Subrogation is a common law doctrine that allows an insurer who has indemnified its insured to step into the shoes of the insured and recover the loss from the wrongdoer. It is a well-established principle of insurance law that has been applied by South African courts for over a century.

In that light, the Road Accident Fund’s (RAF) defence in a recent claim against it is astonishing. Damages were claimed for injuries the insured sustained during a 2015 motor vehicle collision. The insured received payment of his past hospital and medical expenses from Rand Mutual Assurance Company Limited (RMA) under a Commuting Journey Policy which covers accidents occurring while an employee of the “primary insured” (the employer) is commuting. RMA sought to recover these expenses from the RAF and the action was instituted in the name of the insured.
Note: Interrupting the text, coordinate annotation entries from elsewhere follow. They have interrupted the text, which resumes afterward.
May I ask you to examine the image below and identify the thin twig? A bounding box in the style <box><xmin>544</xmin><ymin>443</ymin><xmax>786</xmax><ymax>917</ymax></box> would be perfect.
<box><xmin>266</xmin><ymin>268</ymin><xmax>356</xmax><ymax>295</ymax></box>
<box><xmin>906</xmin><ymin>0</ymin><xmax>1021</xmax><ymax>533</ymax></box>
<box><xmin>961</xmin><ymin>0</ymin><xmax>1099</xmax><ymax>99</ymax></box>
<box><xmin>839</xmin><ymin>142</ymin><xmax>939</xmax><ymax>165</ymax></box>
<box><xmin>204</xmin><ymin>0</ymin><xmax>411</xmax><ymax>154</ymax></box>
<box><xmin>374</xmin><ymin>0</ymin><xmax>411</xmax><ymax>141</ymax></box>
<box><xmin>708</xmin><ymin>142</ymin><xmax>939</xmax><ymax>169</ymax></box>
The RAF argued that the claim for past medical and hospital expenses should be dismissed, because it had been settled under the RMA policy. The RAF also contended that the insured, who had passed away during 2023, did not have legal standing to litigate, and that RMA, who was not a party to the action, did not have legal standing either.

The court dismissed the RAF’s defences and held that the claim was a subrogated claim, meaning that RMA was entitled to claim payment of the compensation it paid to the insured in their insured’s name.  The court explained that subrogation is a doctrine that ensures that the insured receives no more and no less than a full indemnity, and that the loss falls on the wrongdoer. The court noted that it is a prevailing practice that insurance companies litigate in the name of the insured.

While it is undoubtedly correct that the RAF’s first defence was baseless (because an insurance payout does not ordinarily limit the extent of a wrongdoer’s liability), the court seems to have overlooked that procedurally, the correct course would have been to have the nominal insured substituted by the executor of his estate upon his passing in terms of Rule 15(3) of the Uniform Rules which states that:

Whenever a party to any proceedings dies or ceases to be capable of acting as such, their executor, curator, trustee or similar legal representative, may by notice to all other parties and to the registrar intimate that they desire in their capacity as such thereby to be substituted for such party, and unless the court otherwise orders, they shall thereafter for all purposes be deemed to have been so substituted.”